Wednesday, August 31, 2011

‘We’re not fighting together anymore’


KUALA LUMPUR: On the rainy morning of Aug 31, 1957 a troop of Victoria Institution cadets walked from their alma mater to the neighouring Merdeka Stadium where they assembled in proud straight lines.
In a few hours they would march in their newborn country’s first Independence Day parade with the freedom cries of their first prime minister reverberating overhead. And they would march with heads held high as the new sons and citizens of Malaysia.
Among them was 14-year-old Ng Kim Boon who would later rise to the ranks of Lieutenant Colonel in the country’s armed forces.

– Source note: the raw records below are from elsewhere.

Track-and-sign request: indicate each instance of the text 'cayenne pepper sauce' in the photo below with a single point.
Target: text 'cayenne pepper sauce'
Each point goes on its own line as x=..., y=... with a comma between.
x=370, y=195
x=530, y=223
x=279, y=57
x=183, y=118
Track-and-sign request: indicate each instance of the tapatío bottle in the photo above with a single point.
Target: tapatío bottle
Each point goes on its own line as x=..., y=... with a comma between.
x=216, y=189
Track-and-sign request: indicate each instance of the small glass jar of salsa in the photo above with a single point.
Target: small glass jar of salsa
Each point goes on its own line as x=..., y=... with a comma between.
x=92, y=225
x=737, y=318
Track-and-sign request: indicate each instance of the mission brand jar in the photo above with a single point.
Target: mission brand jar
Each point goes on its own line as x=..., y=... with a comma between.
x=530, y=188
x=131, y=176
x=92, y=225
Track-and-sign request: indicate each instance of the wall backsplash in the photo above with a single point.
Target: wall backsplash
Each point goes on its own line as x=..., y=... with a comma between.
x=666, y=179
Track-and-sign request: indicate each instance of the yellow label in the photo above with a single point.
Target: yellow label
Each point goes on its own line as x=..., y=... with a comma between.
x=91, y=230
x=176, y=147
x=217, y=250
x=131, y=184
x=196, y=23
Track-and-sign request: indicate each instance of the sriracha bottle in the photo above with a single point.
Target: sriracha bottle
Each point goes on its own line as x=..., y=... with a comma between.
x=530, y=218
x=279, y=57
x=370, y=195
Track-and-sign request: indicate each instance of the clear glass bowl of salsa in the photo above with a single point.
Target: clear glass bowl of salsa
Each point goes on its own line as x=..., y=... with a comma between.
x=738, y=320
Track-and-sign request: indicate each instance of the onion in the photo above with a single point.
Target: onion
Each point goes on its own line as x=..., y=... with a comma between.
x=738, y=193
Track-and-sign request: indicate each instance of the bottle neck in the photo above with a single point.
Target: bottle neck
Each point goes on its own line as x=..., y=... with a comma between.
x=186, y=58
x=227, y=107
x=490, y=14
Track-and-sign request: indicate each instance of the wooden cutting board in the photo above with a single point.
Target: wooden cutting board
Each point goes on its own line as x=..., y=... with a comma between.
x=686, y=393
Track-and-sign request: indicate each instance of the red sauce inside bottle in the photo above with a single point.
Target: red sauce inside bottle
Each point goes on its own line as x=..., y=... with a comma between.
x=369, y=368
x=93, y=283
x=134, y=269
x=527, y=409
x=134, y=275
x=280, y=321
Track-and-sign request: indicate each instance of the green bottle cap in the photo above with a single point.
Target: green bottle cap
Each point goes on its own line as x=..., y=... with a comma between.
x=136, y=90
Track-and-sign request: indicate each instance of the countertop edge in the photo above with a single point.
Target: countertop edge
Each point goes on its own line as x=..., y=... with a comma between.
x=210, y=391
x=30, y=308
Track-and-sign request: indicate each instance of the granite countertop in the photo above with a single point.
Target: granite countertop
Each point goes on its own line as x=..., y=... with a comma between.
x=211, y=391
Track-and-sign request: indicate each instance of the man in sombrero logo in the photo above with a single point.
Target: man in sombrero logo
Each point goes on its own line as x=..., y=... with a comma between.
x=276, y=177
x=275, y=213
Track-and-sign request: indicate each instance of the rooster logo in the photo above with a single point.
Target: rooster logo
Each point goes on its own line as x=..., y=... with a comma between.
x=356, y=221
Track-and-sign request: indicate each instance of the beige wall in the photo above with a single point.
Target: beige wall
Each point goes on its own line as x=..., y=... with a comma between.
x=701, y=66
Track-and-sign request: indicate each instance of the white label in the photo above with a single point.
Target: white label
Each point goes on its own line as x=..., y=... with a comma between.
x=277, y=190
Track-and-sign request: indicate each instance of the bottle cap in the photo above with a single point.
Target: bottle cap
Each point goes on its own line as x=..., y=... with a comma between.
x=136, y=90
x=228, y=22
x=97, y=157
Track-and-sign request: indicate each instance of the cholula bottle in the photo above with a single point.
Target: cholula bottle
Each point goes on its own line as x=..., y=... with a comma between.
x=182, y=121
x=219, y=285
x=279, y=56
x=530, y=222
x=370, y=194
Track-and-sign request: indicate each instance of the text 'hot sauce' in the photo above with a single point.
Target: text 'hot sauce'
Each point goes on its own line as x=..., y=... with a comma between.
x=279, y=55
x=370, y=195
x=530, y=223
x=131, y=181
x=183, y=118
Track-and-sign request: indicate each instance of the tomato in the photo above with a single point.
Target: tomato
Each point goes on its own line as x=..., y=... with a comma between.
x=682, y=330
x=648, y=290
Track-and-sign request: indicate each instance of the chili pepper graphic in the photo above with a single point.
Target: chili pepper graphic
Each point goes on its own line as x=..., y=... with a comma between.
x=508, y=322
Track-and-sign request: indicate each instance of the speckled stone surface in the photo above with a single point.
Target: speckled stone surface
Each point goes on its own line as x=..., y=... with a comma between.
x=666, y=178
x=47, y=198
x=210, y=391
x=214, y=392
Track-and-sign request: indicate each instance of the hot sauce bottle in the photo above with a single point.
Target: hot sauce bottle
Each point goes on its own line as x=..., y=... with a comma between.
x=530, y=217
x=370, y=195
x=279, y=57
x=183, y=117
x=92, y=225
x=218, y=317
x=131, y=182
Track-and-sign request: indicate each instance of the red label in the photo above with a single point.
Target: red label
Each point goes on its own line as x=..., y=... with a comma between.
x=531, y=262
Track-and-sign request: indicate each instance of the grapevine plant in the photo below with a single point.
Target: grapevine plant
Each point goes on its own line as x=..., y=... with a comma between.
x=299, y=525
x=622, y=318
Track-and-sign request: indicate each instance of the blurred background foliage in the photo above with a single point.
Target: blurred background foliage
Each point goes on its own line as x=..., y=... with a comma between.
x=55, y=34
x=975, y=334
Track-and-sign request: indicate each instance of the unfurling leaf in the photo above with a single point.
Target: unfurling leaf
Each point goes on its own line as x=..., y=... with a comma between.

And like the rest of his teenage comrades on the field that day, he hadn’t the faintest idea of what it all meant.
“If you want me to say I felt sense of nationalism or freedom then I’m very sorry because it was just a parade to me,” Ng, 68, said bluntly.
“The whole concept of independence was too abstract and irrelevant to an adolescent who had his mind on more important things like exams.”
It wasn’t until a full decade later that he had his first brush with liberty.
He was a Captain in the army, the British were finally packing their bags and the Malaysians were stepping into their shoes.
Ng was dispatched to East Malaysia as part of the ‘handover-takeover’ team of the British camps.
As  both sides went over the inventory list, he was struck by the realisation that they were now on their own and they had better make good of it.
“You must understand that when I graduated from military college the British were still lording over us.
“Nothing had changed, there was no dramatic revolution like in other countries.
“The transition towards independence was so gradual that you hardly felt it,” he explained.
Renunciation of traditions

But once the feeling sank in, the Malaysian army was seized by a fierce determination to preserve and shield the new nation from the threats of the communist insurgency war and the Indonesia-Malaysia Confrontation.
During that time, ‘liberty’ meant ‘the pride of being able to protect one’s own country by oneself’.
Then came the racial riots of 1969; followed by the New Economic Policy (NEP) and gradually the face of ‘liberty’ took on a different expression.
Said Ng: “Politics, race and religion slowly permeated the army. The new batch of soldiers were being brought up to place on racial identification being above esprit de corps.
“Racial barriers didn’t exist in my days so much so that I could eat pork beside a Muslim soldier without any trouble.”
“We were Malaysian soldiers raised in a culture that drew no lines between us.
“But the traditions that made the army what it was have been broken and cast aside because they are (thought of as) foreign traditions.”
The most painful stab in this renunciation of traditions was on Warrior’s Day celebrations last month.
The army replaced the tradition of laying wreaths at the foot of the bronze sculpture in the National Monument with a commemoration in a field instead.
Liberty lost
For Ng this rewriting of tradition was sacriligeous.
“(The 12th Yang di-Pertuan Agong) Syed Sirajuddin (Jamalullail) deemed it unIslamic to pay respects to figurines.
“And with that we lost the army value of honouring our fallen comrades.
“The army has lost more than it gained since the British left.
“We lost traditions to religious beliefs which seemed to have suddenly sprung up.
“There is no pride in being a soldier any longer. So I opted for early retirement in 1990,” said Ng who is a fourth-generation Kelantanese Peranakan.
In his culture a patriach is called Pok Long. But Ng doesn’t see himself as the Pok Long of Malaysia.
To him the all-encompassing ‘liberty’ of before has shrunk to an insular definition.
“It (liberty) now just means the freedom to go about my daily life…
“The country is unable to bring back the liberty we once felt because we’re not fighting together for anything any more.
“Instead we fight each other over whose religion and whose politics are better,” he said simply.